Her eyes meet mine with questions.
"Come in," I offer, stepping back.
She brushes past me lightly, like she's afraid the floor might break under her, but confident enough that it won't. The faintest trace of her shampoo catches the air. It's warm and sweet, and it hits my bloodstream like a slow-burning fire.
This woman,I curse internally.
She sits gracefully. Crosses her legs. Looks up at me with a calm, unreadable expression I've never seen on her.
And my careful script, the one I spent all morning drilling into myself, wavers. I shut the door, take a seat in my chair, and feel completely off-kilter.
God help me. I shouldn't be in a room alone with her.
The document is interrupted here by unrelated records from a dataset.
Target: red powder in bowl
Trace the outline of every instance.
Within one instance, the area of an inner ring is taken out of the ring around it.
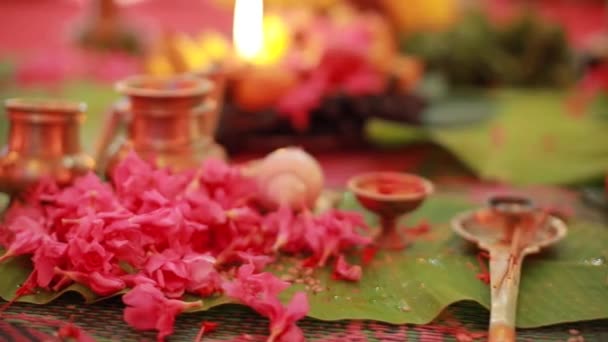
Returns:
[[[415,179],[404,179],[402,177],[383,175],[376,179],[365,182],[362,186],[365,190],[377,192],[382,195],[405,195],[423,194],[424,184]]]

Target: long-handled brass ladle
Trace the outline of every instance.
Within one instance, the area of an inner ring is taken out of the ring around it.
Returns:
[[[452,221],[456,233],[490,254],[491,312],[489,342],[515,341],[515,313],[521,264],[566,236],[564,222],[536,209],[525,197],[499,196],[487,208]]]

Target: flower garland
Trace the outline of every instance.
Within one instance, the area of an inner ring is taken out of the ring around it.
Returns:
[[[343,255],[370,243],[359,214],[264,211],[255,181],[214,160],[172,173],[131,154],[111,178],[89,174],[65,188],[41,182],[13,201],[0,226],[0,262],[28,255],[33,263],[17,296],[72,283],[100,296],[125,292],[125,321],[157,330],[162,341],[178,314],[223,293],[270,320],[269,341],[300,341],[295,322],[308,312],[306,293],[283,305],[278,294],[290,283],[265,266],[283,252],[306,255],[310,267],[336,260],[339,279],[361,277]],[[186,294],[203,299],[186,302]]]

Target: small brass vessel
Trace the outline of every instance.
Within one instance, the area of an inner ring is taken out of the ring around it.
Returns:
[[[211,81],[192,75],[134,76],[118,82],[116,90],[125,98],[114,105],[97,148],[106,174],[130,151],[175,171],[225,158],[203,127],[217,106]]]
[[[52,99],[9,99],[8,144],[0,156],[0,191],[16,194],[50,178],[69,184],[95,167],[80,146],[86,105]]]

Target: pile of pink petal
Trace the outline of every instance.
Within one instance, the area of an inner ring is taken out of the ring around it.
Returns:
[[[65,188],[43,182],[5,212],[0,262],[27,255],[33,263],[19,295],[73,283],[99,296],[122,291],[126,322],[163,340],[178,314],[224,294],[270,320],[270,341],[298,341],[307,296],[283,305],[278,295],[289,283],[265,266],[289,253],[308,267],[333,263],[338,278],[361,276],[343,254],[370,243],[356,213],[265,211],[255,182],[220,161],[171,173],[133,154],[111,178],[89,174]],[[202,300],[186,302],[186,294]]]

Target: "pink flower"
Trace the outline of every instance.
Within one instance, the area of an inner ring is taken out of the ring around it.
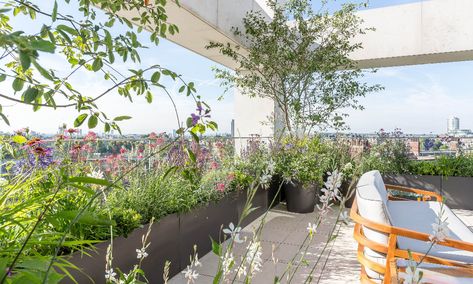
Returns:
[[[69,133],[69,134],[72,134],[72,133],[77,133],[78,130],[74,129],[74,128],[69,128],[68,130],[66,130],[66,132]]]
[[[156,138],[156,145],[162,145],[164,144],[164,138],[163,137],[159,137],[159,138]]]
[[[235,179],[235,174],[234,174],[234,173],[229,173],[229,174],[227,175],[227,179],[228,179],[229,181],[234,180],[234,179]]]
[[[126,149],[125,148],[120,148],[120,154],[125,154],[126,153]]]
[[[148,139],[156,139],[158,137],[158,135],[156,135],[156,133],[154,132],[151,132],[149,135],[148,135]]]
[[[213,161],[212,163],[210,163],[210,168],[212,170],[216,170],[216,169],[218,169],[218,167],[219,167],[219,165],[218,165],[217,162]]]
[[[222,182],[217,183],[217,186],[215,187],[215,190],[224,192],[225,191],[225,184]]]
[[[93,132],[93,131],[89,131],[89,133],[87,133],[87,135],[85,135],[84,140],[85,141],[96,141],[97,140],[97,134],[95,134],[95,132]]]

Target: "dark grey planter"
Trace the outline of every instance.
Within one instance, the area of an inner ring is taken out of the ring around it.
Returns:
[[[442,178],[440,176],[423,176],[423,175],[383,175],[384,183],[403,185],[419,189],[442,192]]]
[[[210,238],[223,239],[221,230],[230,223],[238,223],[237,197],[237,194],[229,194],[217,203],[209,203],[180,216],[178,237],[182,269],[190,264],[194,245],[199,256],[203,256],[212,249]]]
[[[350,184],[351,184],[351,179],[350,180],[345,180],[342,182],[342,185],[340,186],[340,194],[344,198],[348,194],[350,194],[348,191],[350,190]],[[356,184],[353,185],[353,191],[355,191],[355,186]],[[353,202],[355,201],[355,193],[353,192],[352,195],[345,201],[345,208],[351,208],[353,205]]]
[[[146,234],[148,225],[136,229],[127,238],[118,237],[113,240],[113,268],[119,268],[128,273],[135,264],[136,249],[142,247],[141,238]],[[146,249],[148,257],[142,262],[142,269],[146,271],[146,277],[150,283],[164,283],[163,271],[166,260],[171,262],[170,275],[181,271],[179,266],[179,243],[176,236],[179,235],[179,218],[176,214],[168,215],[153,224]],[[105,283],[105,257],[110,241],[99,243],[95,251],[90,251],[90,256],[74,253],[70,262],[81,268],[81,271],[71,270],[71,274],[78,283]],[[66,278],[61,283],[73,283]]]
[[[311,213],[317,198],[317,187],[304,188],[299,182],[284,183],[287,211],[295,213]]]
[[[445,203],[452,209],[473,210],[473,178],[447,177],[442,179]]]
[[[282,187],[282,179],[278,176],[273,176],[271,184],[268,188],[268,208],[274,208],[281,202],[281,194],[284,191]]]
[[[251,207],[254,210],[248,214],[243,220],[241,220],[240,227],[245,227],[259,216],[263,215],[269,207],[269,197],[268,197],[268,190],[263,188],[258,188],[256,190],[255,195],[253,196],[253,200],[251,201]],[[242,218],[243,209],[245,207],[246,200],[248,199],[248,191],[242,191],[238,194],[238,202],[237,202],[237,211],[238,211],[238,219]]]
[[[473,210],[473,177],[423,175],[383,175],[386,184],[404,185],[434,191],[445,198],[452,209]]]

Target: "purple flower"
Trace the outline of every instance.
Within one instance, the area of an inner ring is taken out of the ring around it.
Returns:
[[[199,103],[199,104],[197,104],[197,109],[196,109],[196,110],[197,110],[197,112],[199,113],[199,115],[202,115],[202,111],[203,111],[204,109],[202,108],[202,105]]]
[[[199,122],[200,116],[196,115],[195,113],[191,113],[191,117],[192,117],[192,126],[194,126]]]

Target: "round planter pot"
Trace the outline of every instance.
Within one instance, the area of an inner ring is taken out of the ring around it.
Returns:
[[[293,181],[285,183],[284,192],[286,195],[287,211],[294,213],[314,212],[317,188],[310,186],[304,188],[301,183]]]

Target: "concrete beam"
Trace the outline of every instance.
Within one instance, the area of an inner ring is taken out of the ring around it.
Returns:
[[[233,27],[242,27],[242,19],[248,11],[260,11],[270,18],[271,11],[265,0],[179,0],[166,4],[170,23],[179,27],[179,33],[167,39],[230,69],[236,65],[230,58],[219,54],[217,49],[206,49],[211,41],[241,45],[233,35]],[[131,19],[136,11],[123,11],[119,15]]]
[[[473,60],[473,1],[430,0],[359,11],[374,32],[355,39],[360,67]]]

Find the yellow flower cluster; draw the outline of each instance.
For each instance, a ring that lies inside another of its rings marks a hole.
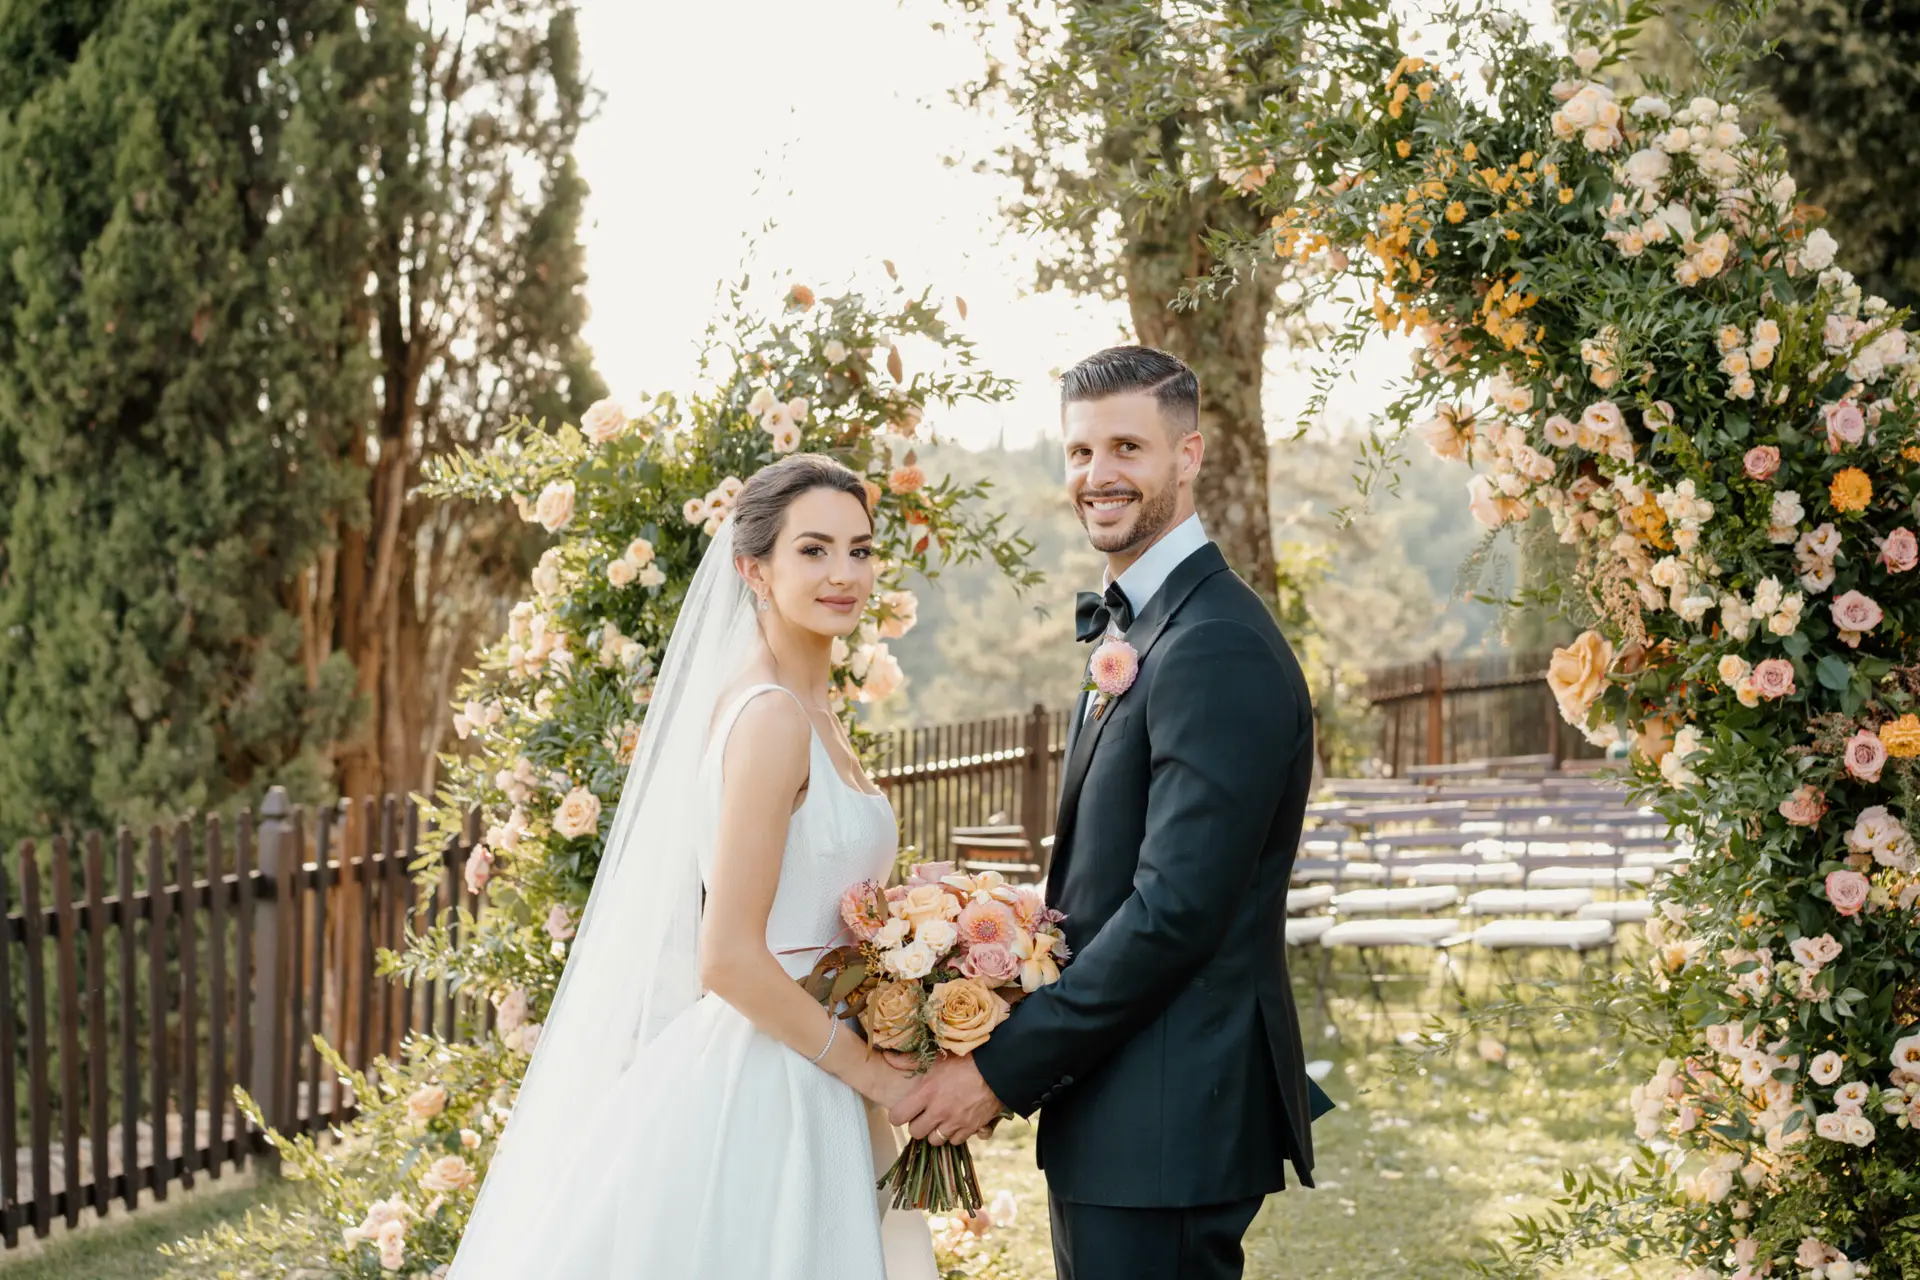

Blue watches me, posture straight, hands relaxed in her lap. There's no flirtation, smirk, or theatrical vulnerability. She's calm, almost unsettlingly quiet.
It throws me off immediately.
Usually, she fills the silence with words, movement, and tension. Today, she lets the silence press down on us. It's heavy, assessing, and patient, and I don't know how to handle it.
I clear my throat and force myself into the plan. I shift in my chair and start, "Blue, before we start, I need to address last night."
She nods once, expression unreadable.
Good. Maybe this will go smoothly.
I continue, keeping my tone even, clinical, anchored in what I've rehearsed. "What happened yesterday at the restaurant and afterward crossed multiple boundaries. I allowed a situation to escalate in a way that wasn't therapeutic. That was my failure, not yours. And because of that, I'm going to recommend we transition your care to another clinician."
Her eyes don't widen. Her posture doesn't flinch. She doesn't panic or argue. She asks, softly, "And you think that would help me?"
The question lands with surgical precision. I stiffen. "It's the ethical course of action."
She tilts her head slightly, studying me with a focus that makes my pulse jump. She repeats quietly, "Ethical."
"Yes."
She takes a deep breath and claims, "You've always been ethical with me, even when I tried to push or provoke you. And I know you didn't want to give me that last night, but it stopped me from doing something bad. So I'm not sure how ethical even matters. Doesn't the fact that I didn't cut my clit matter more? Doesn't it prove you're the doctor to help me?"
I freeze. My pulse tightens to little jabs.
She repeats, "Would it have been better to cut my clit?"
"God no."
"Then you did your job. You saved my clit and me in the process. Seems to me like I have an amazing doctor," she beams at me.
I open my mouth, but nothing comes out.
"I need help, Dr. Mercer. You're the only person I trust. You can't give up on me," she says, then blinks hard, taking deep breaths.
I clear my throat. "Blue, I'm not equipped to be your therapist anymore. I compromised your treatment."